Orders exercise

Overview | Deliverables | ERD Help | Access 7.0 Help

The mail order business is faced with a new problem. You would like to be able to track orders by customer, by product, and by date. Specifically, you have become aware that some of your suppliers may not be able to deliver when they promised, and you want to know what the impact of backorders for selected products will be. To know this, you will need to know which customers ordered what products, and when they placed the orders. You will also want to know how best to contact the customers by telephone, if necessary.

You know that each customer may order one or more products at a time. You also have come to understand that most customers have more than one telephone number. Including home, office, fax, and mobile telephones, some customers may have four or more numbers.

These details pose a new problem: how should you best track this data in your database?

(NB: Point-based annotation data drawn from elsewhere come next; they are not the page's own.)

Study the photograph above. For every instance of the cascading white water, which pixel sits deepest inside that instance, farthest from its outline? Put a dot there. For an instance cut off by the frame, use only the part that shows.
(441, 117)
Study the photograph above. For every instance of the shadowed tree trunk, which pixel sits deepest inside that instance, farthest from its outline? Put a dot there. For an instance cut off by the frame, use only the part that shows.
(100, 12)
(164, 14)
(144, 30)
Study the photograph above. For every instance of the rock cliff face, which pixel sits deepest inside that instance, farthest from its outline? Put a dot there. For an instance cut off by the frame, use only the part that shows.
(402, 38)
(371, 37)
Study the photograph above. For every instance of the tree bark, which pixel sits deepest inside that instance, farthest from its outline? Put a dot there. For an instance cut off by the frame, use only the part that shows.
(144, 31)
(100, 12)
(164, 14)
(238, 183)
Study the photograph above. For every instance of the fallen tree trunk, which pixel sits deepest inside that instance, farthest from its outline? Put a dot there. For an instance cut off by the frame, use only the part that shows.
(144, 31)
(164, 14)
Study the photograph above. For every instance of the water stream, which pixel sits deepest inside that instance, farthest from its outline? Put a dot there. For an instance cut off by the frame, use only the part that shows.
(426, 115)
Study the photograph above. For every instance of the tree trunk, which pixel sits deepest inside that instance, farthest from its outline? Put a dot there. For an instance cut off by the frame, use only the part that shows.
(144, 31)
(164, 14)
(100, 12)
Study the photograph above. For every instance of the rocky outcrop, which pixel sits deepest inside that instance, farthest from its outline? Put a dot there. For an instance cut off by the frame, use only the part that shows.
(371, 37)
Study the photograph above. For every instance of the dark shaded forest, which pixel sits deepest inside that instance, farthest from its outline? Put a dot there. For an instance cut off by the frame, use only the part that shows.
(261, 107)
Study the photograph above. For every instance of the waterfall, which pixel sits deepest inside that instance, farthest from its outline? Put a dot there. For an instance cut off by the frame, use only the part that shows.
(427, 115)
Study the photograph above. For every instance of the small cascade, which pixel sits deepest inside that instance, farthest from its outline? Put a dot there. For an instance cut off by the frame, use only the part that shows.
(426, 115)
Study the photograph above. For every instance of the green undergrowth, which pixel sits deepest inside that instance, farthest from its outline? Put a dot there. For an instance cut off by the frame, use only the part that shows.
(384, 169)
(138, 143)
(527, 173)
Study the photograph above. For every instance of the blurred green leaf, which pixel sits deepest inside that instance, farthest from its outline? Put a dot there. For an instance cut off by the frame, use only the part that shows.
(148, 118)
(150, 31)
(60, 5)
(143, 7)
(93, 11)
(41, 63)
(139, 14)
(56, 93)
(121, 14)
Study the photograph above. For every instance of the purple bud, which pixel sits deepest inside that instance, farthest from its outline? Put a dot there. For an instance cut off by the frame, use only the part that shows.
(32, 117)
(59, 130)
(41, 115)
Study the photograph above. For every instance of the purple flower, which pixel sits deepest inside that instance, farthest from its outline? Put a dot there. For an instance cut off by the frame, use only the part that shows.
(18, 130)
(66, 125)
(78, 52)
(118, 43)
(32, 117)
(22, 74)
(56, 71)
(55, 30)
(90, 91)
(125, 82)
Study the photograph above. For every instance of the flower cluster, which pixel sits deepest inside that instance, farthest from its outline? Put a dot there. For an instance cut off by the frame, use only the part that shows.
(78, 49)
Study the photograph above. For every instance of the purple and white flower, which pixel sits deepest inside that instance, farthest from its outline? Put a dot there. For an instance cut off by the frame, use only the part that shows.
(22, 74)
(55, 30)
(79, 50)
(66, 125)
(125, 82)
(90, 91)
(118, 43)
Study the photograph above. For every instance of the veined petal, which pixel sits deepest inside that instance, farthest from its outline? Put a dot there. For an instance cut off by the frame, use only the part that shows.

If you try to put it all in one table, you will have one enormous table with lots of blank space for telephone numbers (surely not every customer has four phone numbers) and repeated addresses for each product in each order (wouldn't it be easier to maintain one copy of the address no matter how many products were ordered?).

Exercise overview

This exercise focuses on table design with Access. It provides experience with the end result of data structure analysis as performed by entity-relationship diagramming. The exercise deals with data entities (e.g., customers, products, orders), repeating groups (e.g., telephone numbers as an attribute of Customers), many-to-many relationships (e.g., customers to products), and "linking" tables that resolve such relationships. It also introduces the concepts of key fields, counter variables, and Relationships as specified within Access.

Learning objectives/minimum performance criteria:

DSD ConceptsRelational Database Concepts Access, PowerPoint, Word
  • Entities and relationships.
  • Repeating groups.
  • E-R diagraming.
  • 1:M, M:1, M:M relationships.
  • Key fields and foreign keys.
  • Using linking tables.
  • Counters and key fields.
  • Specifying relationships.
  • Using relationships to define tables.
  • Calculated fields.
  • E-R diagrams in Powerpoint transferred to and rescaled in Word.


Instructions for Orders Exercise

Build an Access database that defines tables for Customers and Products. Customers have an envelope name, salutation, address (street, city, state, zip), and an indeterminate number of telephone numbers. Products have at minimum a product name and a price. Since some product names might be very similar, use a unique Product ID number to identify products. Shipping charges are expected to be 10% of product price.

Products (and prices) include Raccoon coats, $3,000.00 ea., Survival dry suits, $3,000.00 ea., Crampons, $150.00 a pair, Mountain tents, $200.00 ea., and Stanford (University) pennants, $30.00 ea.

You still have two customers, Smith and Jones. Both have multiple telephone numbers. Jones has home ((617) 484-2133) and office ((617) 726-4433) numbers. Smith has home ((310) 455-4678), office ((310) 566-9984), and fax numbers ((310) 456-3442).

Jones has ordered 1 raccoon coat and 5 Stanford pennants. Smith has ordered 1 survival dry suit, 1 mountain tent, and 1 pair of crampons. Jones placed his orders on January 20, 1996. Smith placed her orders for the dry suit and crampons on February 1, 1996. She ordered the mountain tent on February 2, 1996.

Design database tables and queries that enable you to know (1) when orders were placed, (2) what customers have ordered what products, and (3) what shipping charges were for each product.

Next session, hand in an electronic copy and printout of a Word file that

  1. Explains your table design, including how you handled data redundancy, data integrity, many-to-many relationships, and key fields.
  2. Includes an entity-relationship diagram showing the entities, attributes (including unique ids and repeating groups, if any), and relationships you have identified in this example (including the Orders entity).
  3. I suggest that you use PowerPoint to make this diagram, then copy the diagram into Word and rescale it to an appropriate size. If you have great difficulty coming to campus computers during the week and do not have a way to produce E-R diagrams in PowerPoint, in Word, or on any other presentation graphics package (such as Freelance), I will accept hand-drawn ERDs.
  4. Includes a copy of the results of the query that you developed to show orders, dates, prices, and shipping costs, sorted by date and including the customer's last name for each product ordered.
  5. Copy these results into Word table. One way to do this is by (a) selecting the query in the database window in Access, (b) selecting Copy (by toolbar or menu or Ctrl-c), (c) switching to Word (Alt-Tab once Word is open), (d) pasting the clipboard contents into Word (use the Paste Special command and choose Unformatted text, and (e) converting tabbed text to a table by using the Convert text to table command on the Table menu. You may have to add a section to your Word document that is landscape format. Be sure to save your file frequently.
  6. Includes an appropriately scaled version of the Relationships window from Access, showing the relationships you defined between your tables.

Please format your Word file with your name and telephone number in the upper right hand corner of each page header.